“Bir çekiç sadece çivi çakar, bir testere sadece odun keser, fakat bir bilgisayar fiziksel dünyaya ait milyarlarca farklı şeyi yansıtabilir.” Yapay Zeka Çağı – Byron Reese
Gündelik hayatta kelimelerin anlamlarını pek umursamıyor, üzerine derinlemesine düşünmüyor ve genellikle ilk anlamları dışında bilgi sahibi olmadan kullanıyoruz. Oysaki birçok kelimenin birden fazlası anlamı ve kullanıma göre teşekkül eden içeriği vardır. Arapça başta olmak üzere pek çok dilden kelimeler alan Türkçenin bu bağlamda zengin bir dil olduğunu da ayrıca belirtmek gerek. Bu kelimelerden biri de insanın bütün anlatılarında kilit rol oynayan “kibir” kelimesi. Basit tanımıyla kibir, böbürlenmek ve büyüklenmek gibi anlamlara gelmektedir. Etimolojik olarak bakıldığındaysa, Arapça “kbr” kökünden gelmekte ve büyüklük, azamet gibi anlamlara tekabül etmektedir. Bu açıdan bakıldığında olumsuz algının aslında bir anlamda daralmadan ötürü oluştuğu düşünülebilir. Fakat biraz daha eşelediğinizde altında çok daha karmaşık ayrımlar ve başka kelimelerle akrabalıklar çıkmaktadır.
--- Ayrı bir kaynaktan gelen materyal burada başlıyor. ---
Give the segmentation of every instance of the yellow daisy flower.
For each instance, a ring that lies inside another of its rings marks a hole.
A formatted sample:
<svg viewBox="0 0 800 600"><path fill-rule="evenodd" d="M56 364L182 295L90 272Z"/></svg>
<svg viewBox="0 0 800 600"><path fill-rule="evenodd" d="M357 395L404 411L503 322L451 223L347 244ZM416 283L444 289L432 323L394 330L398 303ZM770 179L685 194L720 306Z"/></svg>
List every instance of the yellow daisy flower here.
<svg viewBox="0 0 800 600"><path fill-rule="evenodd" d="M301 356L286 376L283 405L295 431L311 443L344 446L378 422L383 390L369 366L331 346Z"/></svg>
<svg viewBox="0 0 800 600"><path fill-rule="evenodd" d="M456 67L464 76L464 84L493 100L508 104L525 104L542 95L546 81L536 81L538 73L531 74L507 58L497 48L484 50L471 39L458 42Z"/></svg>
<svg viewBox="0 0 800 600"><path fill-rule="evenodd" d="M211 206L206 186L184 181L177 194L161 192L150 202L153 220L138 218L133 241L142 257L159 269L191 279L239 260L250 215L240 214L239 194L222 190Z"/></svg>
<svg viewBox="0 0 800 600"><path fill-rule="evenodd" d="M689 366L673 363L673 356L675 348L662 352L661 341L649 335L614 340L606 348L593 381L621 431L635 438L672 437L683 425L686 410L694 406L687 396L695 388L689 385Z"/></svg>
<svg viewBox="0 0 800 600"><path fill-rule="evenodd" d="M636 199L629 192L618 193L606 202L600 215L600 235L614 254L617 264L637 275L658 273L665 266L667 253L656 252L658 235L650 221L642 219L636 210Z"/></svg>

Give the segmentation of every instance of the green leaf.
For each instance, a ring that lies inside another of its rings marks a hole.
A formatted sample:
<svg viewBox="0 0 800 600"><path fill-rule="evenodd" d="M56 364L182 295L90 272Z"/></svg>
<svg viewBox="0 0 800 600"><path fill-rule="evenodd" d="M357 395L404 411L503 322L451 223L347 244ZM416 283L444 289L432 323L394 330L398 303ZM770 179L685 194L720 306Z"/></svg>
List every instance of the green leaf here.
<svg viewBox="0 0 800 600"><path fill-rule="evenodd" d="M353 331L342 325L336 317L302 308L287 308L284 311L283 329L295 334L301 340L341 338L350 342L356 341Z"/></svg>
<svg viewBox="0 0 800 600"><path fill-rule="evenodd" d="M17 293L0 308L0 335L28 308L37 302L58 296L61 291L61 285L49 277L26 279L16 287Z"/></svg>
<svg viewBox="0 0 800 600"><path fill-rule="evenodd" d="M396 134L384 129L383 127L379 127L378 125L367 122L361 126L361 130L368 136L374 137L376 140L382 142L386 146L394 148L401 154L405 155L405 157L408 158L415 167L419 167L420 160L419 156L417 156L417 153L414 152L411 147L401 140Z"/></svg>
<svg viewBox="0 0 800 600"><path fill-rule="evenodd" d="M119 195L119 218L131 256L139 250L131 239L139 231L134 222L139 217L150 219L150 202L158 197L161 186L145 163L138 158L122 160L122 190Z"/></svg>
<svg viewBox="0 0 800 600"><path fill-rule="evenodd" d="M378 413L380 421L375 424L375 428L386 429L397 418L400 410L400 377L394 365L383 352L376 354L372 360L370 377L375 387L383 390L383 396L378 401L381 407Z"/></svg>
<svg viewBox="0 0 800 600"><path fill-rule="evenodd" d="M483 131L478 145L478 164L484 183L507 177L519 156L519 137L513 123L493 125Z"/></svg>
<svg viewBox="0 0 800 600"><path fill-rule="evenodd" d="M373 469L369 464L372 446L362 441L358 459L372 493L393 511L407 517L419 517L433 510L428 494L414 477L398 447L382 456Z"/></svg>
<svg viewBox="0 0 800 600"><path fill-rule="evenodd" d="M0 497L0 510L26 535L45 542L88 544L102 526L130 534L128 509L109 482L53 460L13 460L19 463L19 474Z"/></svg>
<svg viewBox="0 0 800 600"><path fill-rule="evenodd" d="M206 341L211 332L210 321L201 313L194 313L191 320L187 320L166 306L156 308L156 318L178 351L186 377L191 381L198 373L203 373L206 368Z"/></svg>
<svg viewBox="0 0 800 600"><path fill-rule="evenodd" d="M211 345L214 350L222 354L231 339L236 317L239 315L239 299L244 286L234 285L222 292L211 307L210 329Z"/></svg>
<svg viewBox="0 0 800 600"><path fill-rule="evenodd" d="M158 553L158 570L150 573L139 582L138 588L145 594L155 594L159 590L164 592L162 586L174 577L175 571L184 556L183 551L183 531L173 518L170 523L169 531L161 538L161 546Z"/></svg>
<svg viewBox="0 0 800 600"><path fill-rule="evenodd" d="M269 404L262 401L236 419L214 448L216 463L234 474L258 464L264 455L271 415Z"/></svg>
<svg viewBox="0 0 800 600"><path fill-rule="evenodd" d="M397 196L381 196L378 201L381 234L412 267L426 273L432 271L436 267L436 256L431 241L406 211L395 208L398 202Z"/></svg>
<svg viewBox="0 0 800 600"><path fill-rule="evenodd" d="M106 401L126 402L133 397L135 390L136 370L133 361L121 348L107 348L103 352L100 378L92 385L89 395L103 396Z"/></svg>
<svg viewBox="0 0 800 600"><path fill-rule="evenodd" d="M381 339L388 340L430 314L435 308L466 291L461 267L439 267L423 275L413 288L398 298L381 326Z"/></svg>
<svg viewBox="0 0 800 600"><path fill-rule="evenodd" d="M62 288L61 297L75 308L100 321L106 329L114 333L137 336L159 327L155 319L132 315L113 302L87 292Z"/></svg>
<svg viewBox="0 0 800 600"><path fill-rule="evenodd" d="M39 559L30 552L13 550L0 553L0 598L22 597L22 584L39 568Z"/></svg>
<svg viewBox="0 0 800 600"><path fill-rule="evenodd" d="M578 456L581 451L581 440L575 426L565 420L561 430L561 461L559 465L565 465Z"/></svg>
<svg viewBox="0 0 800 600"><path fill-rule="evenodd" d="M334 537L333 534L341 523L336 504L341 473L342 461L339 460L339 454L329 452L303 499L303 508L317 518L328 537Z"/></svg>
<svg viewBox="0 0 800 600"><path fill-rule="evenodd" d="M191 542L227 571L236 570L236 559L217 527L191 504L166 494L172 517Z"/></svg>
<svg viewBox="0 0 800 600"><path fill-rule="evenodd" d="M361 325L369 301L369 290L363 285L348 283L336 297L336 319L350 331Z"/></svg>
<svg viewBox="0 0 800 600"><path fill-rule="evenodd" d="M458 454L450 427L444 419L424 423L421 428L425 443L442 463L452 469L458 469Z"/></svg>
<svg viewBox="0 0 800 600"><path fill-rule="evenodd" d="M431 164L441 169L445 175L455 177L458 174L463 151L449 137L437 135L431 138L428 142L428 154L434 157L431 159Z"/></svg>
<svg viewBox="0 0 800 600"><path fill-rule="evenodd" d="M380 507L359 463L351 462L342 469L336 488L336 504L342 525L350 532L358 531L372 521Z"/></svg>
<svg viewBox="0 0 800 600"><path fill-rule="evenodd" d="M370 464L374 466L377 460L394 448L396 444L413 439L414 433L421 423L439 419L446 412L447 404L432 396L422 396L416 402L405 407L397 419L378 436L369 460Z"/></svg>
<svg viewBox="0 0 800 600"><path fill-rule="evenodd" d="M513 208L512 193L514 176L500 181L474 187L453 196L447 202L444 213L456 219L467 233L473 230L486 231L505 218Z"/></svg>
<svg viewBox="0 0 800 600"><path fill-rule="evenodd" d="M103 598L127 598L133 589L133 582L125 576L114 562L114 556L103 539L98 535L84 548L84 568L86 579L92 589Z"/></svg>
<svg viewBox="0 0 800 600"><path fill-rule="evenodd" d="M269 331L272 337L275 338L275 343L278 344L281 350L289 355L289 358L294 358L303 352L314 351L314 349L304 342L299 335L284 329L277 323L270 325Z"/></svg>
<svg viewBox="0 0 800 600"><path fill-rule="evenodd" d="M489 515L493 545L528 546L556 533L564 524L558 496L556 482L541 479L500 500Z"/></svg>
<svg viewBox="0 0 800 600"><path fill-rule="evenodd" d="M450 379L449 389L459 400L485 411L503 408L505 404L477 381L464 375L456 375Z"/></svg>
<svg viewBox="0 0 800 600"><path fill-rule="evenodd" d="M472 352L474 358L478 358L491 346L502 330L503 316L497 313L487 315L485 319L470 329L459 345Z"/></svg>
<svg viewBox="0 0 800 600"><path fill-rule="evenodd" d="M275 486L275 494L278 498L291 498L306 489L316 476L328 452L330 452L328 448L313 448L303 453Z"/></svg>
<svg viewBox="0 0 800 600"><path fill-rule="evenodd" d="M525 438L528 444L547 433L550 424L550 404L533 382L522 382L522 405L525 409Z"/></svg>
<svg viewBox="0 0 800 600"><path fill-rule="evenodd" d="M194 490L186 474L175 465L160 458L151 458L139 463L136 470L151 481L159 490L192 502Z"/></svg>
Farz edelim ki, alanınızdaki en saygın ödüllerden birine layık görüldünüz ve konuşma yapmak için törene katıldınız. Haliyle, sizden konuşma yapmanızı da bekleyecekler. Kürsüde sergileyeceğiniz hal ve tavır sizin topluluk nazarında statünüzü belirleyecek, sonrası için de yol gösterecektir. İngiliz yazar Alain De Botton, Statü Endişesi adlı kavramla bu durum karşısında kişinin muhtemel kaygılarını ele almakta ve temelde neyin yattığını incelemektedir. Ya tüm gördükleri ve yaşadıklarını içselleştirecek ya da altında kalarak ezilecektir. Kibrin, vakar ile ayrım noktası budur bana göre. Bulunduğu statüyü taşımakta sorun yaşamayan kişiye vakur bir duruş isnat edilirken; taşımakta sorun yaşayan kişiler kibirli olarak kabul edilir. İki kelimenin arasında dağlar kadar fark var sanılır; bu açıdan bakıldığında, aslında öyle olmadığı aşikar değil mi? O halde insanı belirleyen hatta belirleyecek olan ayrımı nasıl daha iyi anlarız bir düşünmek ve üzerine birkaç kelam etmek gerek.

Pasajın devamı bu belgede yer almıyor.